By Millicent Zighe
South Sudan rival leaders have formed the long awaited Transitional Government of National Unity (R-TGoNU) in an attempt to end the civil war that has engulfed the country for the past six years.
On Saturday, President Salva Kiir swore in opposition leader Riek Machar as the first Vice President of the country. James Wani Igga, Taban Deng Gai and Rebecca Nyandeng Garang- the widow of the late John Garang were the other named Vice Presidents. South Sudan Opposition Alliance (SSOA) has nominated four political officials namely Gabriel Changson, Denay Jock, Josephine Lagu and Joseph Bakasoro to be considered for the fifth Vice President position.

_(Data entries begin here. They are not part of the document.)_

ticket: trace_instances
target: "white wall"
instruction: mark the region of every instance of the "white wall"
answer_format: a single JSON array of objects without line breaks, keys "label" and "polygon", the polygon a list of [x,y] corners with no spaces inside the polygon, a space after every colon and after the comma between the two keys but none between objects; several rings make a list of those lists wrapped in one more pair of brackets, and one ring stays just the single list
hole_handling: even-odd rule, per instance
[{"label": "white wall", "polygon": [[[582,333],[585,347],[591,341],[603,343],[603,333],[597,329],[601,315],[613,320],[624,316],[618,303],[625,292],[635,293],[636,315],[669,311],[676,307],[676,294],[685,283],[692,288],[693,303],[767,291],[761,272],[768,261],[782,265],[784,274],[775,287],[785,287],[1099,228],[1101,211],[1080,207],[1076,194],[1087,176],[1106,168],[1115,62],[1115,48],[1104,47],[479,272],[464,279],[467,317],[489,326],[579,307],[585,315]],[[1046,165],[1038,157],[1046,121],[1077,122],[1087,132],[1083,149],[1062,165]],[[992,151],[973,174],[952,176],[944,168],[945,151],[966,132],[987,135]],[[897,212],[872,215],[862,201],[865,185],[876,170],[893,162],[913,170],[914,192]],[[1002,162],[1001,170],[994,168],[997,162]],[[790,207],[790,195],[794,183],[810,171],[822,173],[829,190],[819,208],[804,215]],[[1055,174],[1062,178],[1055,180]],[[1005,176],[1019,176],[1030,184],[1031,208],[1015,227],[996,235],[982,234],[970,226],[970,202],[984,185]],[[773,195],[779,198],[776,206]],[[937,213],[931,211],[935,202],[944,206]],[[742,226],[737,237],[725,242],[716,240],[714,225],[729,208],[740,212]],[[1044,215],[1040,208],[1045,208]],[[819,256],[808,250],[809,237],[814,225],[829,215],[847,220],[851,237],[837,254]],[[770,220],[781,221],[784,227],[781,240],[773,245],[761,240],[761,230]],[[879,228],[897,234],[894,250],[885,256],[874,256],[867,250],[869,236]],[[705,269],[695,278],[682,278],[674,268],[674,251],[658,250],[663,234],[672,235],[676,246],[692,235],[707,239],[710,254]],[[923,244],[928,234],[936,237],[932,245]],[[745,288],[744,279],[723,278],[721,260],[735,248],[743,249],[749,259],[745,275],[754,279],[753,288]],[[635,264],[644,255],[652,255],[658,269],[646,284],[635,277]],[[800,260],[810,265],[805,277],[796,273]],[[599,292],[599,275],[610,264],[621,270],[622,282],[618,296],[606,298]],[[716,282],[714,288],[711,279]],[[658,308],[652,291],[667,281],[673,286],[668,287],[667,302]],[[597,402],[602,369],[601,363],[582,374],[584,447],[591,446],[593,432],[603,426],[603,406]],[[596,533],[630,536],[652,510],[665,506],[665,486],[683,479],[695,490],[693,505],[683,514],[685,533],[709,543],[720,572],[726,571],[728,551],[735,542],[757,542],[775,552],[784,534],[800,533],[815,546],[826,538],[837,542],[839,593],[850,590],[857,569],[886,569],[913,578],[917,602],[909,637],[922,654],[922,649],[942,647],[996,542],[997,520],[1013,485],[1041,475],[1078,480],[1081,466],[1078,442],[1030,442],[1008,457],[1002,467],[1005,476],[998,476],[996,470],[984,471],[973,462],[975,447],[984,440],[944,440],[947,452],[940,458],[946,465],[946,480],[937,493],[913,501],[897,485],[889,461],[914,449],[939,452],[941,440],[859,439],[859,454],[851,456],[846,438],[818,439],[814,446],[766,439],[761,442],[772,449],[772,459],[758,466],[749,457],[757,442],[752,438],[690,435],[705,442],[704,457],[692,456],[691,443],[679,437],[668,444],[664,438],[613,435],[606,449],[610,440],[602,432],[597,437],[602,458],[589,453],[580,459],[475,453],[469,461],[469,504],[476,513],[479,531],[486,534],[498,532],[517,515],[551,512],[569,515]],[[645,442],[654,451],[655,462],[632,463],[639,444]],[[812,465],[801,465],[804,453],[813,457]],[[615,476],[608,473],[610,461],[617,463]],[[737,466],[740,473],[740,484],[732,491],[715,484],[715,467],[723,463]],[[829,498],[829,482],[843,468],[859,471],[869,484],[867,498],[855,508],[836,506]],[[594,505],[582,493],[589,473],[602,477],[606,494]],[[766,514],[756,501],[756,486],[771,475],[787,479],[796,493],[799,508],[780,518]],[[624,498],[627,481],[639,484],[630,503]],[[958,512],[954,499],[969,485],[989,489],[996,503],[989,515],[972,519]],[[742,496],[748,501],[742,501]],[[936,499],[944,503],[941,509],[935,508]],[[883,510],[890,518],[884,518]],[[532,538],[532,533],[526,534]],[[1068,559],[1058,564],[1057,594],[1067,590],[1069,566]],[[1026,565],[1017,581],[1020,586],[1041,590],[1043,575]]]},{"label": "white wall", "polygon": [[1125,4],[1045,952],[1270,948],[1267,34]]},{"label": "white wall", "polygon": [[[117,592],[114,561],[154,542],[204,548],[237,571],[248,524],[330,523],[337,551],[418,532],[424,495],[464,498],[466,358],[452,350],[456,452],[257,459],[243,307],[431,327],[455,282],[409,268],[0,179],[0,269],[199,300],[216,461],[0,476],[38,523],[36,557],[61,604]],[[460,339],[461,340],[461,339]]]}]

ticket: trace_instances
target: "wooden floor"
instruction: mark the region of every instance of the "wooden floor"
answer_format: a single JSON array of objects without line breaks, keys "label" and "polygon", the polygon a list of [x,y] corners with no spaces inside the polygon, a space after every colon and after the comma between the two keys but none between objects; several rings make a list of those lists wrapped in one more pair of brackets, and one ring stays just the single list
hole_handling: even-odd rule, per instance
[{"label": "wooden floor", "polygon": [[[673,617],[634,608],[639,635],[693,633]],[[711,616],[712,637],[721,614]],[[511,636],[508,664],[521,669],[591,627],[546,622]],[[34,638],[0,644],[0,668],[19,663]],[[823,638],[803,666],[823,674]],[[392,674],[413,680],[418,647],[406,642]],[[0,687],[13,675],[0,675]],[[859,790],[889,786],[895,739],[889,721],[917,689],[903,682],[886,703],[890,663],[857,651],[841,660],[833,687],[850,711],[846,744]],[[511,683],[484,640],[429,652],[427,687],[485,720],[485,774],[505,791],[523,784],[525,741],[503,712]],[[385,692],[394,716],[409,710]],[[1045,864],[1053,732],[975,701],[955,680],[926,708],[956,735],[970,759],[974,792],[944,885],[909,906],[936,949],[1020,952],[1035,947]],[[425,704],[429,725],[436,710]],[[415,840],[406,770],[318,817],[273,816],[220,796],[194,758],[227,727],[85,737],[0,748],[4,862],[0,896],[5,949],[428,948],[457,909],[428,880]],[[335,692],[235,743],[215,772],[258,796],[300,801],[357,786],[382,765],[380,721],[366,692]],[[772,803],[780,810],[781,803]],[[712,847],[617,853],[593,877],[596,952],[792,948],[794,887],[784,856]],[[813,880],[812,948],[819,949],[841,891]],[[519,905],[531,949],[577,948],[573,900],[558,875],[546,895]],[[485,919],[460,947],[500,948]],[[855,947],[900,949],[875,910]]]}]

Plans are also underway to make the cabinet inclusive by adding more opposition members. The Transitional Government will lead the country for the next three years.
“This action signifies the end to the war. Peace has come and it has come to stay … My brother Dr. Machar and I are now partners in the peace agreement.” President Kiir said during the ceremony.
A seemingly enthusiastic Machar echoed Kiir sentiments while addressing the crowd at the ceremony saying, “I want to assure you (the people of South Sudan) that we will work collectively to end your long suffering.”
Both Machar and Kiir had twice missed the deadlines to form the unified Government after they failed to agree on the contentious issue of security and the number of states. Under the terms of the agreement the leaders will now focus on four major areas including power-sharing, safety, reconciliation between communities and reconstruction of the war torn country.
The deal is a big step for South Sudan owing to the fact that the country has been embroiled in an upheaval since 2013-two years after gaining independence from Sudan. An estimated 400,000 people have since been killed and a further four million have fled to neighbouring countries triggering one of the largest refugee crisis in world.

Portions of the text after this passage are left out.